Booking is currently trading at a 20-year valuation peak in terms of enterprise value to forward sales, even though Wall Street analysts expect its revenue to fall 55% this year and not recover to 2019 levels until 2023. Initiating coverage of Booking with an “underperform” rating, AB Bernstein analyst

Richard Clarke
observed that the stock appears to be trading on “past glories not future realities.”

One of Booking’s historical advantages now appears to be fraying: Until recently, Booking enjoyed higher margins and faster growth than its major OTA peers, according to Mr. Clarke, because most of its business was in hotel bookings, growing rapidly as online penetration of the business increased.

But thanks to the pandemic, Booking’s hotel business might no longer be the lucrative growth driver it once was. The hotel industry itself faces long-term challenges: For U.S. hotels, occupancy was nearly 23 percentage points lower for the week ended Dec. 12 versus the comparable week last year, while revenue per available room fell 57% year over year for the same period, according to STR, a hospitality data firm.

And while leisure travel should return once the pandemic subsides, many analysts expect business travel to take a sustained hit. Downgrading Booking’s stock last week, Citigroup analyst

Jason Bazinet
estimated that business travel accounted for about 20% of Booking’s pre-pandemic activity and could be permanently impaired by the rise of videoconferencing.

To complement its hotel business, Booking has been building up a meaningful alternative-accommodations presence, which it has said was the fastest-growing segment of its business even before the pandemic set in. Still, that expansion might well have been eclipsed by such competitors as
Expedia’s
Vrbo and
Airbnb
this year.

Airbnb leads the alternative-accommodations market in terms of listings, and the pandemic hasn’t helped Booking to gain ground. Booking lost some 87,000 alternative-accommodations listings in the first nine months of this year, according to regulatory filings, while Airbnb said in its S-1 that its own listings remained stable over the same period. Broad consumer awareness of the Airbnb brand seems only to have grown as a result of its initial public offering earlier this month. Booking’s chief executive,

Glenn Fogel,
awkwardly admitted in a CNBC interview that his own daughter thinks of Airbnb first when choosing a homestay rental.

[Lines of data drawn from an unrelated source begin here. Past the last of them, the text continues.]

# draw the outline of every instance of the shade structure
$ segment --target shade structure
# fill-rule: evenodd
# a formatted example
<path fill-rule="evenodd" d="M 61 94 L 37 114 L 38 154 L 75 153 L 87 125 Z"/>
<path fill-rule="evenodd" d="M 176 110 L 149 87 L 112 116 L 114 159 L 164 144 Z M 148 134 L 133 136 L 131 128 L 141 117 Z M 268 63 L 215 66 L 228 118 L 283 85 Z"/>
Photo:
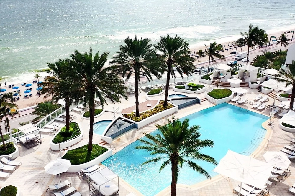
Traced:
<path fill-rule="evenodd" d="M 24 93 L 29 93 L 30 92 L 31 92 L 31 90 L 26 90 L 24 91 Z"/>
<path fill-rule="evenodd" d="M 240 182 L 241 185 L 243 182 L 263 188 L 274 165 L 228 150 L 213 171 Z"/>
<path fill-rule="evenodd" d="M 263 155 L 268 163 L 276 164 L 275 167 L 279 169 L 287 169 L 291 162 L 285 153 L 282 152 L 268 151 Z"/>
<path fill-rule="evenodd" d="M 47 174 L 50 174 L 53 175 L 57 175 L 59 176 L 59 179 L 61 182 L 60 173 L 66 172 L 72 166 L 70 160 L 68 159 L 59 159 L 49 162 L 44 169 L 45 172 Z"/>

But alternative-accommodations bookings in particular will likely be essential to Booking’s overall recovery as long as the hotel industry continues to struggle. Booking said overall room nights booked across its business were down 43% year over year in the third quarter, which is its seasonally strongest period. While this isn’t an entirely apples-to-apples comparison, the competitive shift in alternative accommodations is evidenced in that Airbnb’s room nights and experiences booked fell just 20% in the same period versus the year prior, before cancellations and alterations.

Buying Booking right now seems like a flight of fancy.